Pipeline to gather weather/soil data and annual corn yields in Missouri, Illinois, and Iowa for use in yield prediction models
Function:
- Requests daily min/max air temperature, min/max soil temperature, and precipitation levels from NOAA database.
- Requests annual corn yields of each agricultural district in Missouri, Illinois, and Iowa.
- Visualizes yield rates for specified year on a map using the Folium package, along with basic weather statistics.
- Intended to be a skeleton pipeline to request basic information from NOAA and USDA that can be used to construct yield prediction models.
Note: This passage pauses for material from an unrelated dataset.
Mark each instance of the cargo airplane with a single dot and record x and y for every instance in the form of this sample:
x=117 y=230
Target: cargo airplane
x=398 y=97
Instructions: You will need Python3.8(or any Python IDE of your choice). Place all files into a single directory and run "main.py" by setting the desired year to retrieve data and see geographic data visualization.
Files:
- NOAA.py: Contains parameters specific to querying NOAA weather database(currently hardcoded with list of states and features).
- USDA.py: Similar to NOAA.py, but queries USDA database to request annual corn yield(also hardcoded with list of states and features).
- process_nan.py: A custom function to replace NaNs in NOAA data. Current method is to replace NaNs with column mean, which is pretty barebones. It has been intentionally separated from request_data.py for more robust preprocessing in the future.
- request_data.py: Uses NOAA.py and USDA.py to request the specified data.
- display.py: Overlays data onto Folium map and displays basic statistics.
- main.py: Run this script to see results. Set desired year for visualization in this file.
Upcoming developments:
- Adding a time slider to the map to view yield rates across multiple years.
- Flesh out data preprocessing steps.
- Increase number of weather stations queried in NOAA database.
- Convert pipeline into workflow(e.g.Airflow).
- Prep data for PostGRES ingestion.
Note: Performed as part of school work. Course number and instructor information have been omitted to prevent plagiarism.